Car la nature, il aime ça ! C’est sa culture, son enfance, son environnement, sa passion, qui se retrouve dans le choix des produits et dans sa conception des plats. On y voit les couleurs du nord, du vert de l’été au blanc de l’hiver, des herbes, et on y goûte les champignons des sous-bois, des poissons magnifiques tout frais sortis de la Baltique, toute cette pureté que le chef recherche et tente de recréer dans l’assiette. La encore : pari réussi.
Les plats parlent d’eux-mêmes et expriment au mieux sa démarche. Consommé de tomates (danoises !), jambon en terrine, oseille et fleurs sauvages ; King crabe à la purée de choux fleur, quelques crudités, et feuilles de menthe ; Escalope de veau, betteraves en lamelles, noisettes, pot de mayonnaise aux noisettes, le tout d’une beauté impressionnante et des saveurs nettes et tranchées. Son dessert « traditionnel » est magnifique ! Le Koldskal est un dessert national, un peu notre crème caramel ; mais revisitée par Kofoed, il prend une autre envergure et devient un pur chef d’œuvre de finesse. Il s’agit simplement d’un bouillon de babeurre, aux œufs et à la vanille (pas danoise !) sur lequel le chef rajoute une légère crème aux feuilles de citron. Tout est clair. Dans la présentation, il est d’une créativité étonnante. C’est un festival de couleurs, de formes, de volumes, boules, billes, cubes, carrés, une géométrie dans l’espace qui étonne, fascine et déroute.
Rasmus Kofoed est un technicien hors du commun : il n’est de voir le plat « vainqueur » du Bocuse d’or ! Dans sa cuisine, lui et son équipe sont d’une précision diabolique, tout le monde porte des gants blancs de chirurgien pour traiter les herbes et les conserver pour l’hiver, tout est blanc et ouvert sur une immense baie vitrée.
Mais c’est aussi et surtout un homme de la terre, de l’air froid, et de la nature. Un mélange qui devrait le mener très loin. Il est le seul à ne pas avoir d’étoiles, mais il a ouvert en octobre 2010. Juste une question de temps.

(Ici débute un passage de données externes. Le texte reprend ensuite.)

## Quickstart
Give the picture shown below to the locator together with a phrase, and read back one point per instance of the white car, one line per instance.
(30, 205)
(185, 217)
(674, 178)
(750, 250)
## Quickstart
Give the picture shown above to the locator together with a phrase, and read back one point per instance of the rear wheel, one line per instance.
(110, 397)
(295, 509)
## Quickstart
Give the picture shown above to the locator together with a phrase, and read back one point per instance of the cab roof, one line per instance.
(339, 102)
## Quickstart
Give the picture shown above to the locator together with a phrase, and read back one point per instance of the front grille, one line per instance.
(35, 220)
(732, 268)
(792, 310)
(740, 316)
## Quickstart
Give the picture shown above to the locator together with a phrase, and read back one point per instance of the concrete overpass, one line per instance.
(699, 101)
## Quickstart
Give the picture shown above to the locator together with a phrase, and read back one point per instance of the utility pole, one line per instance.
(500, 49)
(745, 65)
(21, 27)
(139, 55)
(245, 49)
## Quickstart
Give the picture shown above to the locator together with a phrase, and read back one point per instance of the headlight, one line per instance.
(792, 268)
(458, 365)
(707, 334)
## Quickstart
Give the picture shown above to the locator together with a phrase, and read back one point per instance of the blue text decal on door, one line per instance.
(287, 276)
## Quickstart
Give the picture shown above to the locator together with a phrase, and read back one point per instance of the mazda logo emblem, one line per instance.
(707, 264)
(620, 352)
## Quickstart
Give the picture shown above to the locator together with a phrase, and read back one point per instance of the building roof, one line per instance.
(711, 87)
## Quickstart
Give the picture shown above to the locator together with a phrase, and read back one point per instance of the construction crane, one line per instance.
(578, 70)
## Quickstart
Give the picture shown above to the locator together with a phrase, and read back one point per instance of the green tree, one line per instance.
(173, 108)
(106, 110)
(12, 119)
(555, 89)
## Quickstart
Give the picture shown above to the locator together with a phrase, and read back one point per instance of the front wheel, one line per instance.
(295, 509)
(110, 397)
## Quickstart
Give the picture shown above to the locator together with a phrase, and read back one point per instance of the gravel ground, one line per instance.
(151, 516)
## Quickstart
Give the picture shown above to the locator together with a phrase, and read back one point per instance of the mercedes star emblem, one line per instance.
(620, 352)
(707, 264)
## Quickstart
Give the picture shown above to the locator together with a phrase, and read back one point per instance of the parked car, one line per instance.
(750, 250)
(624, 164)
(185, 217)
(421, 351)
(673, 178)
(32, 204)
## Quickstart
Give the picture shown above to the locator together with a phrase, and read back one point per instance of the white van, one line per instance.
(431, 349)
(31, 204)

Trois questions à Rasmus Kofoed
Qui vous a donné envie de faire la cuisine ?
J’ai été élevé par des parents strictement végétariens, mais je rêvais de viande quand j’avais 15-16 ans. C’est en rentrant du lycée que j’ai commencé à m’en cuisiner en cachette. Ça m’a plu et j’ai fait aussi des cakes et des gâteaux. C’est parti comme ça ! Je me sentais tellement bien que j’ai continué. J’ai commencé dans les cuisines d’un grand hôtel de Copenhague et j’ai tout de suite adoré l’ambiance et le chef qui m’a transmis sa passion. J’ai travaillé dans un deux étoiles Michelin en Belgique qui a bouleversé mes habitudes par sa manière de présenter les plats avec des herbes et même des fleurs. J’ai ouvert mon premier restaurant Geranium sur le port, en 2007. La cuisine était minuscule, mais j’ai beaucoup appris.

D’où vient votre passion pour les concours ?
J’aime la technique, la perfection, les saveurs précises..., et j’aime gagner. Depuis huit ans, il n’y a pas eu un seul jour où je n’ai pas pensé à gagner le Bocuse d’or.

Avez-vous des influences ou des chefs que vous admirez ?
J’ai fait un repas merveilleux à Paris, chez Alain Ducasse au Plaza. En Suède aussi. J’aime prendre des idées qui me surprennent mais je ne copie pas. J’aime créer et découvrir par moi-même. Ma génération et mes confrères, nous n’avons pas peur de créer à partir de la vérité des produits de la nature. C’est notre force en ce moment.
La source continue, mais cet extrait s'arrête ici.